Mr Furlow tried to get up from his seat. The heat of the fire and the sight of messed-up kidneys on his plate. He could not get up, stared at the plate, tried to marshal his thoughts that flapped wildly in a morass of half-delineated images of which Sidney was the focus point. To a rudimentary mind all shock is at first almost physical. This is why the collar clung, the tongue swelled, in the ears a roaring of blood. Then in the confusion, Sidney, or Hagan and Sidney, Sidney and Hagan, or Sidney, Sidney. Saw sprawled in the mud that was not kidney, the face torn by gravel, walked past the door at night on tiptoe, where a night-light in its saucer wavered, went past, past this to the drawing-room, the air was cool before fires, like diamonds on a hot wrist, or the ice-cream spooned up on a high stool. He began to mumble something that was not anything at all. For Mr Furlow the impossible had happened. His eyes were groping round the room, from object to object, these material stays on which his life had rested until this, finding no explanation, there was nothing on which the glance might rest secure.
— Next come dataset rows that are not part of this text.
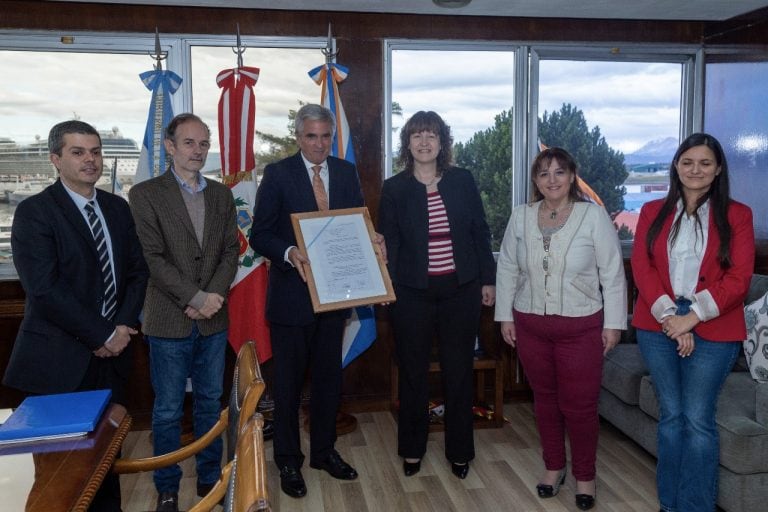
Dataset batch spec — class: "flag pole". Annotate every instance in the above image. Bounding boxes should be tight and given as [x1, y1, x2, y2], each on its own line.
[110, 158, 117, 195]
[303, 23, 366, 437]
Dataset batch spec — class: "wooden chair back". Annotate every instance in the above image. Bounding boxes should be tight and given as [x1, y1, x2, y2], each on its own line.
[226, 341, 264, 461]
[113, 341, 263, 474]
[190, 413, 270, 512]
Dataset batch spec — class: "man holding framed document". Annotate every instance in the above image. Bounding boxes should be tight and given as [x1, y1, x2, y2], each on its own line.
[250, 104, 387, 499]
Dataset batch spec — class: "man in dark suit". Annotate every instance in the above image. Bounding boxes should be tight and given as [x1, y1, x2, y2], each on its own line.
[250, 104, 370, 499]
[129, 113, 239, 512]
[4, 120, 149, 511]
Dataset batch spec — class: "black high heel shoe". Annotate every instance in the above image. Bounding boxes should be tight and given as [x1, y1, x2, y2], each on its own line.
[403, 459, 421, 476]
[451, 462, 469, 479]
[536, 469, 566, 498]
[575, 481, 596, 510]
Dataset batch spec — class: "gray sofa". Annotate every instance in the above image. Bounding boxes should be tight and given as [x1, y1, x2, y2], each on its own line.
[599, 274, 768, 512]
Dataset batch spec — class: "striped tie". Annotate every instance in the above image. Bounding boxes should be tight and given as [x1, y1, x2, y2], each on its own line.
[85, 201, 117, 320]
[312, 165, 329, 211]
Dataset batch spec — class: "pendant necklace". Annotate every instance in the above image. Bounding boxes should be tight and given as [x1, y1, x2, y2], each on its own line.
[543, 201, 572, 220]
She could feel this. She could feel it pressing down on her, and at the same time she was breaking away, out of her immediate environment. She could feel a certain ebb and flow of pity, though faint, as if this were the death, not without regret, of a deep emotional undertone. But she must free herself, she must get away, discard pity to live.
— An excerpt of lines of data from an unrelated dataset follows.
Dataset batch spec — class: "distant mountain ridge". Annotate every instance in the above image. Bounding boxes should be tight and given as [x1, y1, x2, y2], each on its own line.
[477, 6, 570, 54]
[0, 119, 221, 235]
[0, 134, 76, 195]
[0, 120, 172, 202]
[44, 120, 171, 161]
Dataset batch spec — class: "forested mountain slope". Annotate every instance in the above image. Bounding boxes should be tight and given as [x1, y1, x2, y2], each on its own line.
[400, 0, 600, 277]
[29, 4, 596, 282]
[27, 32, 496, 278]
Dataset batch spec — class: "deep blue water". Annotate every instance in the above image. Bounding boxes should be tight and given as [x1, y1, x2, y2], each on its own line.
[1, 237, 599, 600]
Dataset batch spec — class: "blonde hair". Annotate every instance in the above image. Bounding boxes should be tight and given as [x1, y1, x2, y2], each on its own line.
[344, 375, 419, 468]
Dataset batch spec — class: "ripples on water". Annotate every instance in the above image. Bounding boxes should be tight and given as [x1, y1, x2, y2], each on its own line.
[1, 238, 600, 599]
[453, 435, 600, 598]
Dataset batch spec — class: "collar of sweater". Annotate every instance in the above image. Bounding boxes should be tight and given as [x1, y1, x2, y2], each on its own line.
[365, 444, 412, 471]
She went out of the room. It meant very little now, or the house, or the servants she heard in the kitchen quarters conducting the ritual of the day. Because she had to go down the hill, there somewhere would make the next logical move. The air on her face was keen with purpose, like her step. She walked past the stable and the insignificant figure of a groom. Down the hill the shed, where he had watched, where, closing the door, she had stood in a kind of stupor against the ploughs, escaped from something in the house and still wondering what, and what was her life but a succession of days, or her body, of which she was afraid, that she pressed against the arm of a plough. She went past the shed. There was no question of defeat, the issue already palpable in her mind.

Hagan stood over by the wagon shed giving orders to the men. She saw his back and the mesh of a knitted jacket that he wore. No fear now, but power to turn a back, and watch, and see.

Hagan, I want a word with you, she said.

His hat cocked over an eye that sized her up, wondering what now, wore an assurance that could not deceive her confidence. It made her laugh, the way a man always put out a hand to take as his due what was sometimes air. This will be my party, she said. It allowed her to look him in the eyes.

Well? he said.

Smiled that tooth, as much as to indicate, and the legs apart, planted on the ground that nothing would shake. She looked through his body, holding back a moment the words that would blast. The fold of his arms brought him physically close. There was no tremor in sensing this.

Mrs Moriarty is dead, said Sidney Furlow.

Watched the skin for the pallor that crept up. This is Hagan afraid, she said, I have made him afraid, now dependent on my words.

And Moriarty dead on the road. He must have walked out and died. They say it was heart. A perfectly natural death. But his wife, his wife was murdered, she said.